Les frais de logement ont bondi de 0,4 % en décembre et de 3,2 % sur l'année. Le loyer équivalent des propriétaires sensibles aux politiques a augmenté de 0,3% sur le mois et de 3,4% sur l'année.
Les carburants et les services publics ont augmenté de 0,8 % – une source de souffrance pour les ménages qui affirment être pris dans une crise d'accessibilité financière – et de 6,7 % par rapport à l'année dernière. Les coûts alimentaires ont augmenté de 0,7 % par mois et de 3 % par an.
Les prix des vêtements ont augmenté de 0,6 % tant pour décembre que pour l'année. Les coûts de transport sont restés stables sur le mois et ont augmenté de 0,4 % par an.

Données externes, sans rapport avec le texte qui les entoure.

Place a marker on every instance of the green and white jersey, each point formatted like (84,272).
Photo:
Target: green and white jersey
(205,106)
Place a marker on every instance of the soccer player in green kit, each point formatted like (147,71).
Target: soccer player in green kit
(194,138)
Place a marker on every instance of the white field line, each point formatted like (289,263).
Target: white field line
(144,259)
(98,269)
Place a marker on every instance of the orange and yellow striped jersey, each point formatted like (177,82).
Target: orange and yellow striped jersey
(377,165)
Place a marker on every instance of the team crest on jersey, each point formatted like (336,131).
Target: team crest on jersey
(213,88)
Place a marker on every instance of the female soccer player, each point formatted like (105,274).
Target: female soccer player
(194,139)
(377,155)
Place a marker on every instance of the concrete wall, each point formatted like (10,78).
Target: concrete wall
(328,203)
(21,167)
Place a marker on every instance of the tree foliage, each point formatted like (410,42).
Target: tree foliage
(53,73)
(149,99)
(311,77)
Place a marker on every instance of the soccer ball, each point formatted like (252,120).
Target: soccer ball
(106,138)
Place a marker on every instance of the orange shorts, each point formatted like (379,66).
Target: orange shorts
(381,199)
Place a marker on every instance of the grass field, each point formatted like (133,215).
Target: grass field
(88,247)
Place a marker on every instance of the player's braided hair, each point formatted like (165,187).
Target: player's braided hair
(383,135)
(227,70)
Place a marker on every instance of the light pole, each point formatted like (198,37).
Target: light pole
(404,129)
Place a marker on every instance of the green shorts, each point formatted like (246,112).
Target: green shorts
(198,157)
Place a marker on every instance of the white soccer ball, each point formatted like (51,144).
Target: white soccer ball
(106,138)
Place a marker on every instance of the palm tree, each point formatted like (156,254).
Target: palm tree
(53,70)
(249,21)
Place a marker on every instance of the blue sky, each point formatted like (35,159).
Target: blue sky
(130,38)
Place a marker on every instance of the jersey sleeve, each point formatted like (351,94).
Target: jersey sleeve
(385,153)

Les tarifs aériens ont augmenté de 5,2 % en décembre mais ont diminué de 3,4 % par rapport à l'année dernière, tandis que les soins médicaux ont progressé de 0,4 % et 3,2 %, respectivement.
Les plats à emporter
Il faudra attendre au moins avril avant que les distorsions dues à la fermeture du gouvernement et aux bizarreries méthodologiques du BLS ne se manifestent dans le système.
Les données de base et de base augmenteront très probablement à mesure que le bruit s'estompe. Il est donc préférable de ne pas surinterpréter les données de décembre et il faudra attendre le printemps avant que nous puissions avoir une idée précise de l’évolution de l’inflation.
Peut-être plus important encore, à mesure que l’économie passe à la vitesse supérieure et que l’inflation augmente, la fenêtre d’une réduction des taux de la Réserve fédérale à court terme se ferme.